| | 要旨トップ | 目次 | | 日本生態学会第73回全国大会 (2026年3月、京都) 講演要旨 ESJ73 Abstract |
一般講演(ポスター発表) P1-595 (Poster presentation)
Functional diversity (FD) and Functional identity [FI, measured by Community Weighted Mean (CWM)] are core trait-based descriptors of community structure that capture how species assemblages are organized in functional trait space. Describing their spatial structure and distribution of FD/CWM is critical to understanding how plant communities are structured across a broad environmental gradient. While many studies have documented climate effects on community composition and functional structure, large-scale, cross-biome synthesis of FD/CWM patterns is limited, especially in a unified, data-driven framework. Lack of such spatially explicit synthesis prevents us from identifying major climatic and environmental gradients associated with community functional structure across macrolevel biomes and to understand how these functional structures shift under contrasting environmental contexts.

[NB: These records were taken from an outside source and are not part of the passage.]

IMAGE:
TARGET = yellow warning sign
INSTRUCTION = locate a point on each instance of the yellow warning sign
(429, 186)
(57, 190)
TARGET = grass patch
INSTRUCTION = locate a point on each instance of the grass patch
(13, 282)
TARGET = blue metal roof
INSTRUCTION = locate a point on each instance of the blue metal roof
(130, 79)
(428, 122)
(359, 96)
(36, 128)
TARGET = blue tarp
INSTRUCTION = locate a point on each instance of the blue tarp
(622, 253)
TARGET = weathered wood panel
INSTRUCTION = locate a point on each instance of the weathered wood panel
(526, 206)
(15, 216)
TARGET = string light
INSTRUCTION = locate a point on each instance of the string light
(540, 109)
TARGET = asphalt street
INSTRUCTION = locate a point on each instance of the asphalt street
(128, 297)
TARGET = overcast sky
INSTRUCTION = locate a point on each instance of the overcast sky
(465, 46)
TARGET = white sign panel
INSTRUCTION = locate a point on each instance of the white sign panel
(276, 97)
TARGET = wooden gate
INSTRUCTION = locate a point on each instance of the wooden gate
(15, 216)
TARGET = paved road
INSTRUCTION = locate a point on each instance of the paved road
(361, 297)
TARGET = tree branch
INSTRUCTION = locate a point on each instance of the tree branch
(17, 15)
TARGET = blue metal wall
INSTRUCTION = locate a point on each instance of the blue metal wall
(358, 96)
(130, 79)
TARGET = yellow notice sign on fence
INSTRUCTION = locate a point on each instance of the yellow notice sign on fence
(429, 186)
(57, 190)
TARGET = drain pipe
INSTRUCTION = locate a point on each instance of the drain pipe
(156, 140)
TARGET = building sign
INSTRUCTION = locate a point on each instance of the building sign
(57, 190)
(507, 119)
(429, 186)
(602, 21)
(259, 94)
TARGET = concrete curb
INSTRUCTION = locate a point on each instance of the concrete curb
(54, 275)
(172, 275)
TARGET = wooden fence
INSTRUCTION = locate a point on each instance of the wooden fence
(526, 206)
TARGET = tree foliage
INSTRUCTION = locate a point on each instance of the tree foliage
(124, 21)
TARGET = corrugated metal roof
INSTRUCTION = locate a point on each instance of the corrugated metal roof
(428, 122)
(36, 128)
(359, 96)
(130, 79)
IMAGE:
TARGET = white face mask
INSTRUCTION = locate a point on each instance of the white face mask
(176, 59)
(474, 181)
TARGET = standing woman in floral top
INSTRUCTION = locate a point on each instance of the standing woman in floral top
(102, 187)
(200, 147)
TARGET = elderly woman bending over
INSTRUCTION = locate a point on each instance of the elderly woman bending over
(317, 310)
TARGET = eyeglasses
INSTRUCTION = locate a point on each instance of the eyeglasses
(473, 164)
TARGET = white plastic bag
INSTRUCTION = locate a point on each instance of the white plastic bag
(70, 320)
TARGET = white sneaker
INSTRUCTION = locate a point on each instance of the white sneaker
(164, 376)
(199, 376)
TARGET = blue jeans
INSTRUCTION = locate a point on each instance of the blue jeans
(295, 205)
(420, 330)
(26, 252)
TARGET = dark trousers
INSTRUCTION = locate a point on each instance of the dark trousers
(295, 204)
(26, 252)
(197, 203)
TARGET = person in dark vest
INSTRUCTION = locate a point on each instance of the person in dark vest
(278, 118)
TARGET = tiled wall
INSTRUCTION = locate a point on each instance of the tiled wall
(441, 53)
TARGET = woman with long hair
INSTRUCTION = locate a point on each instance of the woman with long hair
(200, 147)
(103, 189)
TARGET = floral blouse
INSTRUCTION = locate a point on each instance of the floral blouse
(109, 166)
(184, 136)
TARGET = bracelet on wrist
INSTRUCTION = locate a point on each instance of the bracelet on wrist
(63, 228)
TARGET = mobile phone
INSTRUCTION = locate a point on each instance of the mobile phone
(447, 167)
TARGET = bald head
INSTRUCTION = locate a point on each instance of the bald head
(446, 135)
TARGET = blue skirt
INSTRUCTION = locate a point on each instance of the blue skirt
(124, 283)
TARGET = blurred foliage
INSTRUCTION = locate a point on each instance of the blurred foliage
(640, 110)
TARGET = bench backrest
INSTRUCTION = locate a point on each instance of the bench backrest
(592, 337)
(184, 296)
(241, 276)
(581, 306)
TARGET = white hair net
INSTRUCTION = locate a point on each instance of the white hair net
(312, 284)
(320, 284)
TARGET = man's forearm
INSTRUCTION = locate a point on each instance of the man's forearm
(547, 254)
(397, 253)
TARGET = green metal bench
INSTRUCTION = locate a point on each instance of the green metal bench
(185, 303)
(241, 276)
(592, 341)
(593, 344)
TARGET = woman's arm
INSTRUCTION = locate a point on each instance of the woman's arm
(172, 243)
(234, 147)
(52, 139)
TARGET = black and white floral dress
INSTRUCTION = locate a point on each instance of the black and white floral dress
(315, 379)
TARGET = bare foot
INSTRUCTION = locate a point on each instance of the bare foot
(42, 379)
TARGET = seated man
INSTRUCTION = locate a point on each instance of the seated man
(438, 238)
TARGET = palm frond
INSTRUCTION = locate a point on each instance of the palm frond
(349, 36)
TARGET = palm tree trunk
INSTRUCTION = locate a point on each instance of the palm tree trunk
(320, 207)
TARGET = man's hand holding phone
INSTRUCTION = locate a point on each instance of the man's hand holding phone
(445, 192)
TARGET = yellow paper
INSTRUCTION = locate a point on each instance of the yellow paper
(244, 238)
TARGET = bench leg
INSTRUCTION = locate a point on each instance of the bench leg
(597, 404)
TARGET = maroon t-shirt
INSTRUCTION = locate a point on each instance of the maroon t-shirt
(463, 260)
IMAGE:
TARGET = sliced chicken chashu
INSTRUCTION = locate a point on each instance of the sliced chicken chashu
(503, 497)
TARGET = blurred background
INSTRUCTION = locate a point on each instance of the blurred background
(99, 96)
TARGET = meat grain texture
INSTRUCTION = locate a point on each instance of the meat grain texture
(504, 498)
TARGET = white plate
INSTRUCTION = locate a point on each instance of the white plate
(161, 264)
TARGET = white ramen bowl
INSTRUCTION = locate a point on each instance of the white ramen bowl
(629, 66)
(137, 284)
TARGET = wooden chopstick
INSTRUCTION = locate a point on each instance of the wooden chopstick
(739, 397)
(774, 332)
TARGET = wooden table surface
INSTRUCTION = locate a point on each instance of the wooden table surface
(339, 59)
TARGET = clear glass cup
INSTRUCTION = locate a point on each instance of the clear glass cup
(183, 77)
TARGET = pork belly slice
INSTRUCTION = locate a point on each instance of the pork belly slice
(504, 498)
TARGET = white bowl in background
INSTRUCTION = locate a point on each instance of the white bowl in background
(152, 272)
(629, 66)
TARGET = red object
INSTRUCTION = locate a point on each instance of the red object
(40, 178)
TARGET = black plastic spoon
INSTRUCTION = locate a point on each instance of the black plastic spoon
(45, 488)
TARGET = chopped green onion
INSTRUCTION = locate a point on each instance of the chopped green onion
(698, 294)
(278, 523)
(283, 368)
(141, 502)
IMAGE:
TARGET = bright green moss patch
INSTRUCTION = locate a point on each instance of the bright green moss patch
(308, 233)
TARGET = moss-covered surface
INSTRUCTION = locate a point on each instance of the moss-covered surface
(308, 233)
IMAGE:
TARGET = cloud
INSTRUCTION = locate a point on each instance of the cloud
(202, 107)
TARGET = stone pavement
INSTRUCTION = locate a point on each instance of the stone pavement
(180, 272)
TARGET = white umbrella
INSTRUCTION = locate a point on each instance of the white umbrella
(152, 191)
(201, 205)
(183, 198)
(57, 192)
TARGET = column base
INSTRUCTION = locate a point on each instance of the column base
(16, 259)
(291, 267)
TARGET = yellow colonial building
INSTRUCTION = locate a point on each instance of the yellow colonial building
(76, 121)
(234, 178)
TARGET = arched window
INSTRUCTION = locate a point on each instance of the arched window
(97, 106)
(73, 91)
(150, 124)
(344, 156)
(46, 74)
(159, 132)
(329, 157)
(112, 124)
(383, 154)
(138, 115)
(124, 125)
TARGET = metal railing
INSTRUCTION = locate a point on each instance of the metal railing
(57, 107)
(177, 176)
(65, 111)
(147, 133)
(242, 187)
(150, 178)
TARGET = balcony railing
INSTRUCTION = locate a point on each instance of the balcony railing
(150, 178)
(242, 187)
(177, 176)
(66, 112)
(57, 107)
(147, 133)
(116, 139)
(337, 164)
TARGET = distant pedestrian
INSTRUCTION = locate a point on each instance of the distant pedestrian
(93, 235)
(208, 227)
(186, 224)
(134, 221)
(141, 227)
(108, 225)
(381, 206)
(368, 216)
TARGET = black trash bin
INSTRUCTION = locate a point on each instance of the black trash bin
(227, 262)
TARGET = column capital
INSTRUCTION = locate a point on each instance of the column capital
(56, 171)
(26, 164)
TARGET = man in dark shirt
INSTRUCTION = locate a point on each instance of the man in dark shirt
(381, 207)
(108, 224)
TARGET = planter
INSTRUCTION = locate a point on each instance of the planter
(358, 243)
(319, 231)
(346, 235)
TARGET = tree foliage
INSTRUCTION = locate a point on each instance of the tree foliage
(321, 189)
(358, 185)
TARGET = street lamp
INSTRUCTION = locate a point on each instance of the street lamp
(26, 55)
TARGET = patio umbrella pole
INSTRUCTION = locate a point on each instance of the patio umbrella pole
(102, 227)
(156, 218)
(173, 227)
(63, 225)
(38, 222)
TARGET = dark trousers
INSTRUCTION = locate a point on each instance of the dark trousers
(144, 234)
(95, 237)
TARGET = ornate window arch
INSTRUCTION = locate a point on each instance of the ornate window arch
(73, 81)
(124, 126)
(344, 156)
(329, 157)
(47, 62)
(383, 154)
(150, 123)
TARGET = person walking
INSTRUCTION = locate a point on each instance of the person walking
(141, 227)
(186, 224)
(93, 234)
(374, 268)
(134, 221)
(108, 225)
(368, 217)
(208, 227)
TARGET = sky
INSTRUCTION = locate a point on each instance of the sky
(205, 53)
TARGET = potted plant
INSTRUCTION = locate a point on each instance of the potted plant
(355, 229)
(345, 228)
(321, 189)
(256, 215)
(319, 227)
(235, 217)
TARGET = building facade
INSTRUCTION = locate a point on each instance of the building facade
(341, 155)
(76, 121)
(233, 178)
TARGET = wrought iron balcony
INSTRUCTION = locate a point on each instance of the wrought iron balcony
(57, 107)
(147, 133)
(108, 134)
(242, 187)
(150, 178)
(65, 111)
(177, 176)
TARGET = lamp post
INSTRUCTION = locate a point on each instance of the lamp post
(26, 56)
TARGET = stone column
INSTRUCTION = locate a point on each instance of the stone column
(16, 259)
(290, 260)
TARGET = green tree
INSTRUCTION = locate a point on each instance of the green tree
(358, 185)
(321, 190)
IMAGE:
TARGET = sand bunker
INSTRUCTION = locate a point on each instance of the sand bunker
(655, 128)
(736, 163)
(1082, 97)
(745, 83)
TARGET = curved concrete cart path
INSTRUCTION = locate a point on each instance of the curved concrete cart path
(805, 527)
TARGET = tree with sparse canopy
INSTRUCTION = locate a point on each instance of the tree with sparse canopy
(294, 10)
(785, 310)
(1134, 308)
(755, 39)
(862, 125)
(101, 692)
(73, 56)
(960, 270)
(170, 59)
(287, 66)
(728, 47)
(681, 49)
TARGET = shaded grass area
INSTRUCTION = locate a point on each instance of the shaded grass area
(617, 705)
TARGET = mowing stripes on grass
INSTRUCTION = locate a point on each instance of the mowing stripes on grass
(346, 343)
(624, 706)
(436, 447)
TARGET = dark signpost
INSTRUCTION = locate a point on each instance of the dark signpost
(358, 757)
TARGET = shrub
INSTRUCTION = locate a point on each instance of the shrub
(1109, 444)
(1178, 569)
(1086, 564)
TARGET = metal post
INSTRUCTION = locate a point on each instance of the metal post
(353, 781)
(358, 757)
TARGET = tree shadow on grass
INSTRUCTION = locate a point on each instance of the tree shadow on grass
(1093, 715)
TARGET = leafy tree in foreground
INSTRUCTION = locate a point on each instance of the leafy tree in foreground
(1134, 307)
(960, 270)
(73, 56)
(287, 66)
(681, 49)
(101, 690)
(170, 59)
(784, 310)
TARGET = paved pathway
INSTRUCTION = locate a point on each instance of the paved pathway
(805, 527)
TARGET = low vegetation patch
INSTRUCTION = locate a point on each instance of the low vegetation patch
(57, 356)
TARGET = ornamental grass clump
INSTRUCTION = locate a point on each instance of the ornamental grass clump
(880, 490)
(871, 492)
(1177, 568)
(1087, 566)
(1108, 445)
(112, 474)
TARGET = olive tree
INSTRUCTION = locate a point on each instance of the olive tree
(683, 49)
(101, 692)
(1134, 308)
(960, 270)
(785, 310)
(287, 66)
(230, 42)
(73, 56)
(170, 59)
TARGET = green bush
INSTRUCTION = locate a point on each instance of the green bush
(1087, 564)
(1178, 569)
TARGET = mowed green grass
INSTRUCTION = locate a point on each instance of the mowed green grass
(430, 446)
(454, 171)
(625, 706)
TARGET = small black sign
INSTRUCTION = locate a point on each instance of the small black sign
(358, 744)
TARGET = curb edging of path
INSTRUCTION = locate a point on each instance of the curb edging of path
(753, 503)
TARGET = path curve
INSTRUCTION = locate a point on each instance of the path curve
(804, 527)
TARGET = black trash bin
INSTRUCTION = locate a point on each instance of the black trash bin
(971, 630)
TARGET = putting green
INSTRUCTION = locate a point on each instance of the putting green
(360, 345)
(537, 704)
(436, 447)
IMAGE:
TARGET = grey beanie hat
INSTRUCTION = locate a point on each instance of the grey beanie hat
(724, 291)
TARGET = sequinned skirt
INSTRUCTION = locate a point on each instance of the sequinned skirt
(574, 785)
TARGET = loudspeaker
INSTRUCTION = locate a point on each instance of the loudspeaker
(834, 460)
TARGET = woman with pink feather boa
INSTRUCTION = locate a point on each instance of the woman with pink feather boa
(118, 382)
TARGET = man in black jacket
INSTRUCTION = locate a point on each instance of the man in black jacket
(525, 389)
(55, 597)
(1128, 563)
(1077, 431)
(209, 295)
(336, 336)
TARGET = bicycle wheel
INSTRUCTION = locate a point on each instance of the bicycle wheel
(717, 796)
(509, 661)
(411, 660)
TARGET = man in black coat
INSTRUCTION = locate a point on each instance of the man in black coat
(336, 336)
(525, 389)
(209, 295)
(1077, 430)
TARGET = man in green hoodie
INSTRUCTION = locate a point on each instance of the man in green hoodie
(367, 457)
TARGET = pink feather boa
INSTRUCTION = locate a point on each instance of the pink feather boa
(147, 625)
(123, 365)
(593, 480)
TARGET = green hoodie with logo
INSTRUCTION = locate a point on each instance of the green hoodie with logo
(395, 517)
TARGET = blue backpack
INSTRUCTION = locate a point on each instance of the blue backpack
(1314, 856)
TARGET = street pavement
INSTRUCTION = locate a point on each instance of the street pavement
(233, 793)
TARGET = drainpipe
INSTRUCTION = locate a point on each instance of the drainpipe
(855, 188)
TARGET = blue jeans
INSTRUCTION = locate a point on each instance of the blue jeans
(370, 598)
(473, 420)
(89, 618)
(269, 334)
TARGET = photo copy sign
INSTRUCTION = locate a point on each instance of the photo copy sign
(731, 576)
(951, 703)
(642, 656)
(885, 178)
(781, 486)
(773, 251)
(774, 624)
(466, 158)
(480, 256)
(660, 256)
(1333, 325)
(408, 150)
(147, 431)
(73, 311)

Here we synthesize and map large-scale patterns of FD/CWM across North America using forest inventory data. Specifically, we provide a data-driven description of their spatial structure, distribution, and climatic/environmental factors of FD/CWM in boreal, temperate, and sub-tropical forests spanning both humid and xeric climatic regions. By quantifying how FD and CWM vary across broad climatic gradients, this study establishes a continental-scale baseline for understanding large spatial patterns of tree functional structure and their environmental context. tree functional structures.